I sincerely hope that you have a blast and I'm confidant that you will, we are blessed to live in a country that is reffered to by many as "bowhunting paradise".

All the best!

Engee


----------



## vonottoexperien (Nov 4, 2005)

"Shot placement is the only difference and of utmost importance."
Is there a websight or book that shows the kill zones? I'm shooting Montec's with 70lbs. KE


----------



## KYtrapper (Apr 5, 2007)

vonottoexperien said:


> "Shot placement is the only difference and of utmost importance."
> Is there a websight or book that shows the kill zones? I'm shooting Montec's with 70lbs. KE


The kill zone is basically straight up the middle of the front leg about 1/3rd of the way up (If Broadside). I'll tell you, its hard as a whitetail hunter to get used to that. I hit a big Wildebeest in the crease broadside and just got guts, it took 3 days to find him. Your PH will talk to you about the "vital V", a v shape you can see in the shoulder when the animal is broadside. If you put your arrow in the "V", its gonna be hammer dead.


----------



## Karoojager (Dec 20, 2005)

vonottoexperien said:


> "Shot placement is the only difference and of utmost importance."
> Is there a websight or book that shows the kill zones? I'm shooting Montec's with 70lbs. KE


Maybe the PC CD-Rom " Shot Placement " from Cleve Cheney helps.
He is a author from Africa Bowhunter Journal.
Or the book from Hermann Jonker, also a S.A. writer, this book is more for rifle hunter but the shot placements are the same.


----------



## ASG (Jun 25, 2007)

Hi vonottoexperien.

Good to see that you are coming down here for a hunting trip.
Which outfitter are you hunting with?

Below is a recommended packing list.
Most visitors pack far too much for the trip and leave without opening half their luggage. Laundry is done on a daily basis. It's industry standard.

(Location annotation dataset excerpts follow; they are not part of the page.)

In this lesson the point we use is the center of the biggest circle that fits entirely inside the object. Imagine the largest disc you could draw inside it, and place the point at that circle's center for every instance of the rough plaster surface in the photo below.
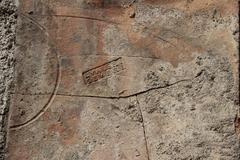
(125, 80)
(7, 39)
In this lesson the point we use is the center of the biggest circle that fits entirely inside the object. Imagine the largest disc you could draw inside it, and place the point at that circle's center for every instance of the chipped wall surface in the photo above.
(125, 80)
(7, 37)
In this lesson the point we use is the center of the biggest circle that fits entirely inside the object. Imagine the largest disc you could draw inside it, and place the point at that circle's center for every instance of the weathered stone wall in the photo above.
(126, 80)
(7, 44)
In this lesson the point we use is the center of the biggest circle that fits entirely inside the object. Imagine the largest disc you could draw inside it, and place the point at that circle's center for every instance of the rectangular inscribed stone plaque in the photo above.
(125, 80)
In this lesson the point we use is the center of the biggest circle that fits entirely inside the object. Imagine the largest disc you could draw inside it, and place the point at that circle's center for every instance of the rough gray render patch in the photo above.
(7, 38)
(159, 84)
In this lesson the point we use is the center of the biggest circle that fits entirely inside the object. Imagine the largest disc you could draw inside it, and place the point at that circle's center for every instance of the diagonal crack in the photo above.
(110, 97)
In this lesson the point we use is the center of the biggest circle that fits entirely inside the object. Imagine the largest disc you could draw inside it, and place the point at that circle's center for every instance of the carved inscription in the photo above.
(102, 71)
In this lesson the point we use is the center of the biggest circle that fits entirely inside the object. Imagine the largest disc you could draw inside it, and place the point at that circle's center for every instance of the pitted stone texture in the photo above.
(7, 39)
(194, 120)
(118, 80)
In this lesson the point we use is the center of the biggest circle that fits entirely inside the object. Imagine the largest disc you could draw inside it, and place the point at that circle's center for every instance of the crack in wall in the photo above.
(144, 129)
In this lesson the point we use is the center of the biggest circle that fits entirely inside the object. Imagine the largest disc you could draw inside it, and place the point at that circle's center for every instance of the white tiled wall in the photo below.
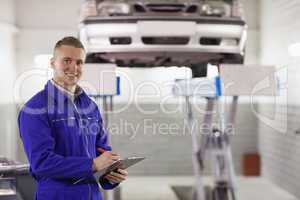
(280, 150)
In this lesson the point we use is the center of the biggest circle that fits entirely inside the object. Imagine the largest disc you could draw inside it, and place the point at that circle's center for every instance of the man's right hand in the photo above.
(104, 160)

2 x Pairs of long trousers (khaki, green or camouflage ) 
2 x Pairs of shorts (khaki, green or camouflage ) 
2 x Long sleeve shirts (khaki, green or camouflage ) 
2 x Short sleeve shirts (khaki, green or camouflage ) 
Underwear 
Gloves 
Thick hiking socks 
Walking boots (ankle high) 
1 x Jersey/Fleece 
Bush jacket 
Hat / Cap 
Binoculars & Range finder 
Camera x 2 
Flashlight 
Reading material 
Toiletries 
Plugs and converters. 220v Round Plug

A dozen arrows will be sufficient for your trip. Bring plenty of extra b/heads.
If your outfitter advertises himself as a bowhunting specialst, he should have all the neccessary equipment for bow repair and arrow fletching.


----------



## Karoojager (Dec 20, 2005)

ASG said:


> Hi vonottoexperien.
> 
> Good to see that you are coming down here for a hunting trip.
> Which outfitter are you hunting with?
> ...


Craig, you forgot one most important thing at you list.

Credit Card !!!!!:wink:


----------



## spatan (Jul 10, 2006)

*spatan*

Make sure sure your boots are "Walked in" theres nothing worse than getting blisters on your first day out.:wink: 

Hope you enjoy every minute of your stay in S.A

Spatan:cocktail:


----------



## btchamp (May 6, 2006)

You're in for the time of your life. My trip last year was phenomenal. What you need to find is a good physician when you return that can treat depression! It will take you months to come down off the nirvana of hunting Africa. After 30 years of hunting North America (which is outstanding), the experience in the African bush is unique. You'll head back again, like I am next year. The plains game is almost complete (missing my Sable), so we're headed to the SAVE in Zimbabwe to take on Cape Buff. I'll never get that one out of my system.

Get excited, you're in for a real trip!:tongue:


----------



## miwai (Feb 18, 2004)

*Shot placement*

Hello, glad you are seeking advice. Seems like you have been given very good advice here. In regards to the shot placement info. I was able to buy a little field book from Cabelas and studied that thoroughly before my bowhunting trip last summer. Let me go look at the Cabelas catalog and I'll be right back.

I didn't find it in the Archery catalog but found my book...it's called The Perfect Shot: Mini Edition for Africa.....by Kevin Robertson. It has anatomical diagrams of most of the animals hunted in Africa. You will not regret buying his field edition book....the price was very reasonable from what I remember.


----------



## vonottoexperien (Nov 4, 2005)

miwai said:


> Hello, glad you are seeking advice. Seems like you have been given very good advice here. In regards to the shot placement info. I was able to buy a little field book from Cabelas and studied that thoroughly before my bowhunting trip last summer. Let me go look at the Cabelas catalog and I'll be right back.
> 
> I didn't find it in the Archery catalog but found my book...it's called The Perfect Shot: Mini Edition for Africa.....by Kevin Robertson. It has anatomical diagrams of most of the animals hunted in Africa. You will not regret buying his field edition book....the price was very reasonable from what I remember.


Thank you very much, I'll certainly pick it up :cocktail:


----------